As of March 25th 2009, InPhO (currently in beta testing) has 92 registered users, 36 of which provided one or more of the 4,653 evaluations of 2,969 distinct pairs of ideas. The set of users consists of volunteers who registered after the InPhO system had been announced on several e-mail newsletters and blogs. They will soon be joined by the authors and editors of the Stanford Encyclopedia of Philosophy. 39 out of the 92 users have the highest level of expertise (published in the area) and 37 finished a graduate class in the area. From the 47 subareas of philosophy that are currently specified in the InPhO, 31 were covered by at least one expert. The contribution incentives are twofold: (1) users have their own personal account that displays type and number of contributions and several agreement statistics and (2) the more feed-back a SEP author provides the better is her entry embedded in browse and search applications. However, we consider the objective of providing sufficient incentives for user participation an ongoing research and interface design challenge. We are specifically interested in the extent of user agreement on evaluations of idea pairs with semantic relatedness and relative generality labels. Thus, in the remainder of the paper, A and B are the instances of the class philosophical idea in the ontology. Users can score the semantic relatedness of two philosophical ideas on a scale from 0 (unrelated) to 4 (highly related). Hence, for the relatedness score we have L = {0, 1, 2, 3, 4} and dist(ℓ, ℓ ′ ) = |ℓ − ℓ ′ |. Figure 2 depicts the histogram of the evaluation deviation values for the 31 users who labeled the relatedness of one or more idea pairs that have also been evaluated by at least 10 other users (evaluation overlap ≥ 10). Except for some outliers, the majority of the users has a deviation of less than 0.5 where 4.0 is the possible maximum. Figure 3 shows the overall user agreement and disagreement. For example, only 9 out of 1405 overlapping evaluations (0.6%) have a label distance of 4, and 1153 out of 1405 overlapping evaluations (82%) have label distance of 1 or 0.

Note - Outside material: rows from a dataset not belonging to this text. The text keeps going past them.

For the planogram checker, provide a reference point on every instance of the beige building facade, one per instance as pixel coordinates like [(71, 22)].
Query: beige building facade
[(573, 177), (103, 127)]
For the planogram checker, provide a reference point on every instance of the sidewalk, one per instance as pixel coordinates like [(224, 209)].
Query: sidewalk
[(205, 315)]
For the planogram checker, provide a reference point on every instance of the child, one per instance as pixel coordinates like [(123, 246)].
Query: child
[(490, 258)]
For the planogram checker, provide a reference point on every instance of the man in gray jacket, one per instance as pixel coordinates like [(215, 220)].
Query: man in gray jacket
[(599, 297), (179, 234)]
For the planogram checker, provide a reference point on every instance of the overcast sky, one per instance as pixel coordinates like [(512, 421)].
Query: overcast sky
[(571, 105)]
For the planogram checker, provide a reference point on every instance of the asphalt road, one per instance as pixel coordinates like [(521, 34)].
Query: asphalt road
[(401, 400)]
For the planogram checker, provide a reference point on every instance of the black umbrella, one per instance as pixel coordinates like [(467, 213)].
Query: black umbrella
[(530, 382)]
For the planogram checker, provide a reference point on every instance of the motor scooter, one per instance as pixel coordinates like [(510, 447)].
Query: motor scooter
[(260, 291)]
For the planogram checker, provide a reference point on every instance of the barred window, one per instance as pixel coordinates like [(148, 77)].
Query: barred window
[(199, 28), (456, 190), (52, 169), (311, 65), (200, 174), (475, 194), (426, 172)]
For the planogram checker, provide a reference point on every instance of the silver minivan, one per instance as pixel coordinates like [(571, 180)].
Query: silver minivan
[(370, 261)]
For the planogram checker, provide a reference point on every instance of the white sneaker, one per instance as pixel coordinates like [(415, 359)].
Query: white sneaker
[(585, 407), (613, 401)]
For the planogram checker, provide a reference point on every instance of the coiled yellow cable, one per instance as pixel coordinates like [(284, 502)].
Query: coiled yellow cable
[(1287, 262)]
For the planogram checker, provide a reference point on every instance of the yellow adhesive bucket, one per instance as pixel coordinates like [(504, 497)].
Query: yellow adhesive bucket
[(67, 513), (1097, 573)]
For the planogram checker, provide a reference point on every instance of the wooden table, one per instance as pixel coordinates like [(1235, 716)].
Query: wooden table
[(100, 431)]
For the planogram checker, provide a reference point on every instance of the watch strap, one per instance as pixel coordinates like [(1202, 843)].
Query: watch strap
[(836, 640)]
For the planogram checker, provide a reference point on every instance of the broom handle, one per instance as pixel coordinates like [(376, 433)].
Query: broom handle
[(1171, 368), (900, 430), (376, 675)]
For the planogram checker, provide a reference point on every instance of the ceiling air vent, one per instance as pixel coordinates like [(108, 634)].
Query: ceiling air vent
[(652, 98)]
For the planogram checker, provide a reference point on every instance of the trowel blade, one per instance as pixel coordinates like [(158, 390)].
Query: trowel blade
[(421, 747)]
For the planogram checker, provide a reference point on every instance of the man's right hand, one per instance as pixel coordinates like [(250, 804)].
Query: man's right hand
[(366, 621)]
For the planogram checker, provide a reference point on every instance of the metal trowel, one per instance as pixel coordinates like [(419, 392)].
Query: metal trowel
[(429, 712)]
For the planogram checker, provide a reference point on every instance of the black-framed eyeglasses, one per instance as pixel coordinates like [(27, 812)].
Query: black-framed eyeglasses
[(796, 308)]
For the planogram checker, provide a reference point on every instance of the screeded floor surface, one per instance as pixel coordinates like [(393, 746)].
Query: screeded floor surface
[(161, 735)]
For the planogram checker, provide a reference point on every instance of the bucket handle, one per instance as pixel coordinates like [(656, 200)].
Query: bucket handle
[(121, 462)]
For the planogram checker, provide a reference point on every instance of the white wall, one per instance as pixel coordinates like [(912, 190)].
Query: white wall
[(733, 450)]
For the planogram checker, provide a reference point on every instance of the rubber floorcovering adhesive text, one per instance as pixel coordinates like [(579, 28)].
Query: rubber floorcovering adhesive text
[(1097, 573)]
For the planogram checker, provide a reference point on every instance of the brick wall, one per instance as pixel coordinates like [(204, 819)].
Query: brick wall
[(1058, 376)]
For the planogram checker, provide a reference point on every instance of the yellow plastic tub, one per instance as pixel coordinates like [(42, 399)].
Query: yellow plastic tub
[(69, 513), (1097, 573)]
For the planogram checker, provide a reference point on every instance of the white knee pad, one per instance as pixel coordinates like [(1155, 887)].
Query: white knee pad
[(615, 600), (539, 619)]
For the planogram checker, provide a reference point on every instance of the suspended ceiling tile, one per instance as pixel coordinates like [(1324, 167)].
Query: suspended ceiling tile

For the relative generality evaluations, L = {0, 1, 2, 3} with 0="more specific", 1="more general", 2="same generality," and 3="incomparable/either more or less general." Here, we can define dist as dist(ℓ, ℓ ′ ) = 1 if ℓ = ℓ ′ and dist(ℓ, ℓ ′ ) = 0 otherwise. Figure 4 depicts the histogram of the evaluation deviation values for the 30 users who labeled the relative generality of one or more idea pairs that have also been evaluated by at least 10 other users. All users have a deviation of less or equal than 0.5 where 1.0 is the possible maximum. Figure 5 shows the overall user (dis-)agreement on generality labels. For example, 489 out of 917 overlapping evaluations (52%) agree on the label "more specific", and there are only 33 overlapping evaluations (3.6%) with disagreeing labels "more specific" and "more general."